Figure 8. Performance comparison of Intel MPI Library and Open MPI
Although parallel scalability based on images per second appears linear, scaling based on time is sublinear, indicating application inefficiency. Further analysis revealed that the frequency of evaluations did not correctly scale according to the total number of nodes. As the number of nodes increased, so did the frequency of evaluations. Also, these evaluations were done by the MPI master rank, so all other ranks stalled until the master rank finished the evaluation. We fixed this issue by performing the evaluation step every 15 training iterations, regardless of the number of nodes (Figures 9 and 10). This modification did not affect model accuracy.

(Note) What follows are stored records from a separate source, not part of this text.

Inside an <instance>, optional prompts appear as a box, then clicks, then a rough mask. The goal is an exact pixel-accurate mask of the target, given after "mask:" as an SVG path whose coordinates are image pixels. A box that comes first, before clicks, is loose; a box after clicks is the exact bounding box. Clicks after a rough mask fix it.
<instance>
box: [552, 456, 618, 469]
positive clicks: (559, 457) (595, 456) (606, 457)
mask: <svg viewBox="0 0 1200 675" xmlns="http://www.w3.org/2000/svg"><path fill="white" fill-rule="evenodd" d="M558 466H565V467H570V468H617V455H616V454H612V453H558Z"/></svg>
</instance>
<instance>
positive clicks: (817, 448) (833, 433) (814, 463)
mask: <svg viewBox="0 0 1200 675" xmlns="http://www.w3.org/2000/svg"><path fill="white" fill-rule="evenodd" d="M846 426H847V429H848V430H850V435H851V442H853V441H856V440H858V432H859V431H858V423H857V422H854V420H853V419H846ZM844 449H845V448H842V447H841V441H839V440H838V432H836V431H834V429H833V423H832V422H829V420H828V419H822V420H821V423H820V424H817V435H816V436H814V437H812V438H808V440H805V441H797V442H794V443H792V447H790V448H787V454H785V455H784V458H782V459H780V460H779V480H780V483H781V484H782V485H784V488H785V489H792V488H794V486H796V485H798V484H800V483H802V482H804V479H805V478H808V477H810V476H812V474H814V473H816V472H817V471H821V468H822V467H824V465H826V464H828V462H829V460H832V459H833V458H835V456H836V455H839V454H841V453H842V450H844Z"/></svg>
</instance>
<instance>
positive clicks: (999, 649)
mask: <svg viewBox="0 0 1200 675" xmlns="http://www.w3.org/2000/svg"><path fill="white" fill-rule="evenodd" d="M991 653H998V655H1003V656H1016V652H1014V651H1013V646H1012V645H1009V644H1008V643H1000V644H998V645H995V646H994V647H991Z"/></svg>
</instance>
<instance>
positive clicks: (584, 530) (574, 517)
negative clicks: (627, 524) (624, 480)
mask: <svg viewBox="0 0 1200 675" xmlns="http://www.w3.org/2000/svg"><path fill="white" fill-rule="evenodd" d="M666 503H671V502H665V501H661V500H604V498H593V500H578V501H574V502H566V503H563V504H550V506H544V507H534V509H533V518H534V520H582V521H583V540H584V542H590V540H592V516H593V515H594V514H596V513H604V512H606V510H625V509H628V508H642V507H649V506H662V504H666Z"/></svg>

Figure 9. Fraction of total time spent on training and evaluation before optimization (left) and after optimization (right)
Figure 10. Multi-node performance with linear time scaling
In this article, we presented an incremental optimization approach to achieve better S-GAN training performance. Both runtime and source code-based optimizations were performed to resolve memory issues, scaling issues, and single-node performance inefficiencies. Horovod was used to implement distributed training of the S-GAN model on a multi-node cluster. Two MPI libraries (Intel MPI Library and Open MPI) were compared.
Figure 11. Final speedup obtained with Intel MPI Library
Figure 11 summarizes the performance gains from our optimization effort. The single-node optimizations achieved a 2x speedup, while multi-node optimizations resulted with a further 8x speedup, bringing overall time-to-solution down by a factor of 16, with no loss in model accuracy.